Unfortunately, the guys that are the target of my aforementioned post won't get it,...and the guys you mentioned already know it.


----------



## Danuwoa (Sep 24, 2010)

RipperIII said:


> Unfortunately, the guys that are the target of my aforementioned post won't get it,...and the guys you mentioned already know it.



Yeah I guess that's how these things usually work.  

Trust me man.  I could go on a seriosu rant about the very subject that you adressed but it wouldn't do any good and people like sandhill mike and ACguy would get satisfaction from it that I'm not going to give them.

Sufice it to say, you know me and know how I feel.


----------



## rex upshaw (Sep 24, 2010)

Jody Hawk said:


> I'm sorry Dawgs but Grantham is no better than Martinez at this point imo. That secondary is still weak. I do like Murray though, brighter days are ahead with him behind center.

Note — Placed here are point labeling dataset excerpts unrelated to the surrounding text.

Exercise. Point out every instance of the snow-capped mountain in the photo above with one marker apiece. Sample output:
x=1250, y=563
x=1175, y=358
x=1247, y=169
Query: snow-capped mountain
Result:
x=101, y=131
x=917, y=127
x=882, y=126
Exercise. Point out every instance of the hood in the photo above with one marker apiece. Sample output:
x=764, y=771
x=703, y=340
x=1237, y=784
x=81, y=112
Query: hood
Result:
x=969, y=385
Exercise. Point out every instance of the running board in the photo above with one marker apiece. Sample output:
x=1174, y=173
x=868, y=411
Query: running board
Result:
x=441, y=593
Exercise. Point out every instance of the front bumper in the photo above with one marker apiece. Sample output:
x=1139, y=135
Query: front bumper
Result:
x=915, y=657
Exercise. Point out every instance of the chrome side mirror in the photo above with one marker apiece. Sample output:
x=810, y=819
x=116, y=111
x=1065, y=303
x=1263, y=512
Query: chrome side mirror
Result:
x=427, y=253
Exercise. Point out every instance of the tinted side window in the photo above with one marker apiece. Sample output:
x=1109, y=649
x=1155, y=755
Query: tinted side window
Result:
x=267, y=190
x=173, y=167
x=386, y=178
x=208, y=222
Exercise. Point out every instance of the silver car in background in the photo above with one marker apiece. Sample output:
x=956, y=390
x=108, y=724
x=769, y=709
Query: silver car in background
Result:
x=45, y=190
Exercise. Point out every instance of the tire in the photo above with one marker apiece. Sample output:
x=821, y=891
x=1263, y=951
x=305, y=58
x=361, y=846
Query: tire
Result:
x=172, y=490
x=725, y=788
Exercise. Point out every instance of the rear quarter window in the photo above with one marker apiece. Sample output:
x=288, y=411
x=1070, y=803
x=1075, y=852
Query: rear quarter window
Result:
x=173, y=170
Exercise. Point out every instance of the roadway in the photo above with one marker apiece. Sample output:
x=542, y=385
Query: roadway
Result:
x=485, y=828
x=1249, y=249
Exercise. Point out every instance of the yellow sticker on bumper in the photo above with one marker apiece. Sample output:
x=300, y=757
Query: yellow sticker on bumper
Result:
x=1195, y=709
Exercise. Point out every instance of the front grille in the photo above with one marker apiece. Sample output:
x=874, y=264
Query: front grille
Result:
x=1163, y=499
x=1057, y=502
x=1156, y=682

jody, i'm sure this has been addresed in this thread, but wasn't gonna read it all, but nobody expected the defense to come out and not struggle a little in year one.  heck, if saban struggled with his d at alabama, in year one, than i fully expected us to struggle too.  we had to learn a whole new concept and shift several folks around.  not everyone on this d is the "right" fit and so recruiting the right guys is going to be key.  we will have to work and learn the scheme, while we are trying to get the correct personel in place.  i firmly believe that grantham is a huge step in the right direction, just as lakatos and belin are.  

one other thing to note, without our offense being able to get first downs, our d is going to be on the field way too long.  it will come together.


----------



## RipperIII (Sep 24, 2010)

South GA Dawg said:


> Yeah I guess that's how these things usually work.
> 
> Trust me man.  I could go on a seriosu rant about the very subject that you adressed but it wouldn't do any good and people like sandhill mike and ACguy would get satisfaction from it that I'm not going to give them.
> 
> Sufice it to say, you know me and know how I feel.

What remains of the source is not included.